Around the world, Henriques and Wade stack up very well in the middle overs. Lendl Simmons (strike rate of 180), Glenn Phillips (171.10) and Martin Guptill (161.90) are the world leaders in this period of the innings.
Regular openers Aaron Finch (218.8), D’Arcy Short (190.7) and Josh Philippe (183.3) have massive death over strike rates. After all, once these men reach the death, they’ve had 15 overs to get their eye in.
To see where these numbers sit in comparison with the world’s best, AB de Villiers’ strike rate in the last five overs (since June 2018) is 236.5 and Andre Russell’s is 221.
Two other men who aren’t in the squad for the West Indies, but might consider themselves a chance of making the T20 World Cup squad, are Marnus Labuschagne and Josh Inglis.
Labuschagne missed out on the tour due to “logistical complexities” having already made his way to England to represent Glamorgan inn England’s T20 competition.
“With Covid, the amount of quarantine that is needed for me to play in those games is almost 38 days,” Labuschagne said recently. “I would love to be playing in the World Cup in a few months.

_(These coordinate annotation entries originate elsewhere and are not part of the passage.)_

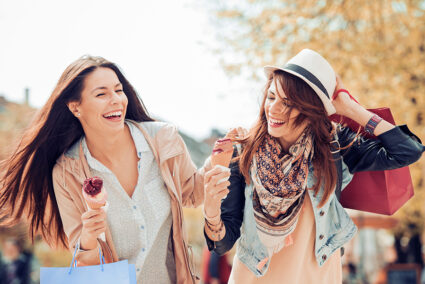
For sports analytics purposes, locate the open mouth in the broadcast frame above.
[103,111,122,121]
[269,118,285,128]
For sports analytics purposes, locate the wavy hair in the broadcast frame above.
[0,56,153,248]
[238,70,337,207]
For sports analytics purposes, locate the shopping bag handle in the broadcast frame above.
[68,241,105,274]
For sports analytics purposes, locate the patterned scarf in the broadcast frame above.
[251,128,313,253]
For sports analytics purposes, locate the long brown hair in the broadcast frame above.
[239,71,337,207]
[0,56,153,247]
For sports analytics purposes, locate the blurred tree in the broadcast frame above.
[210,0,425,264]
[0,100,71,270]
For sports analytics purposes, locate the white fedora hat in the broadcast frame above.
[264,49,336,115]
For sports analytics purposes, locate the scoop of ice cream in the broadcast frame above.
[211,137,233,167]
[83,177,103,196]
[213,138,233,155]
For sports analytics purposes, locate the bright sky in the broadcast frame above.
[0,0,262,139]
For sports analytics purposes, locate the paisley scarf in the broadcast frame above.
[250,128,314,253]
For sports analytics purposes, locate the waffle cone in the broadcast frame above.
[211,151,233,168]
[86,200,106,210]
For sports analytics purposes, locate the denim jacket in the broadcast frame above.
[205,126,425,277]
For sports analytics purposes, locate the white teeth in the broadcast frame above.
[269,118,285,124]
[104,111,122,117]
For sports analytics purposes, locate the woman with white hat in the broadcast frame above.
[204,49,425,284]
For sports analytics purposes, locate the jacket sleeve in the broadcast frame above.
[204,155,245,255]
[338,125,425,173]
[52,164,104,266]
[162,125,206,207]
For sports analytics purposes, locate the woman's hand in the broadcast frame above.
[332,75,364,118]
[80,209,106,250]
[204,166,230,218]
[332,75,394,136]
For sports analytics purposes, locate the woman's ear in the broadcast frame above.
[67,102,81,117]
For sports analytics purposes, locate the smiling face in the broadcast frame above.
[264,76,307,149]
[68,67,128,135]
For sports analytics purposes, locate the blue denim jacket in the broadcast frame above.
[237,163,357,276]
[205,126,425,277]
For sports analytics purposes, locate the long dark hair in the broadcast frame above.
[239,71,337,206]
[0,56,153,247]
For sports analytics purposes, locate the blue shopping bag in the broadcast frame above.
[40,246,137,284]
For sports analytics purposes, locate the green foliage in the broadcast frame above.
[211,0,425,235]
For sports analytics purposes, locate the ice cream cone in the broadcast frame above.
[211,138,233,168]
[82,177,108,242]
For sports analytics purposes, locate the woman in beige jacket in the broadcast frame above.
[0,56,229,283]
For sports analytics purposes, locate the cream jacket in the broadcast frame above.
[52,122,206,283]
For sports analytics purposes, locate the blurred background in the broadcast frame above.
[0,0,425,284]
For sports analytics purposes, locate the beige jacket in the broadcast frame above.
[52,122,204,283]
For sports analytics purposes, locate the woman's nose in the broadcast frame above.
[270,99,283,113]
[111,92,121,104]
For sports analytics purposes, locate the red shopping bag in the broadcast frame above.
[330,108,413,215]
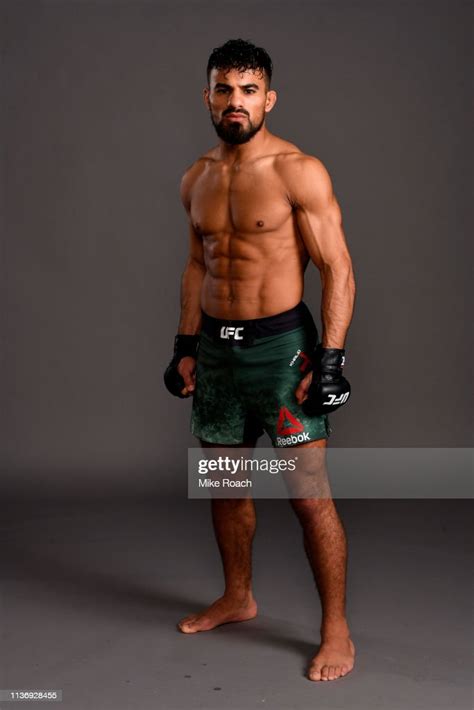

I don’t know if it is a realistic goal from the selectors, but it is a realistic goal from my perspective.”
Inglis enjoyed a superb summer for both Western Australia and the Perth Scorchers and has found a big fan in Ponting.
“They have tried a few blokes (as T20 wicketkeeper) … Josh Inglis’ name could be thrown into the ring as well,” Ponting told cricket.com.au in May. “I really liked what I saw from him batting in the middle order in last summer’s BBL.
“He plays spin really well and you think about where the World Cup is going to be (in India or the UAE), he could be a name that could come up (for selection).”
Labuschagne is enjoying a career-best year in the game’s shortest format, firstly in his stint with the Brisbane Heat following the Border-Gavaskar Trophy and now with Glamorgan.
Before this year he’d never made more than 30 in a T20 innings; in 2021 he’s already clocked up seven 30+ scores.
However, all these great scores have come as an opener, at No.3 or No.4, in a similar role to what Steve Smith plays for the national team. Labuschagne has not played at all in the middle order this year.
Inglis has had a great start to his stint with Leicestershire in England, hitting an unbeaten 103 along with 82 off 49 balls in a losing cause.
While these fantastic knocks have come as an opener, he batted a majority of BBL10 at No.4 and below, so he’s got some crucial experience further down the order.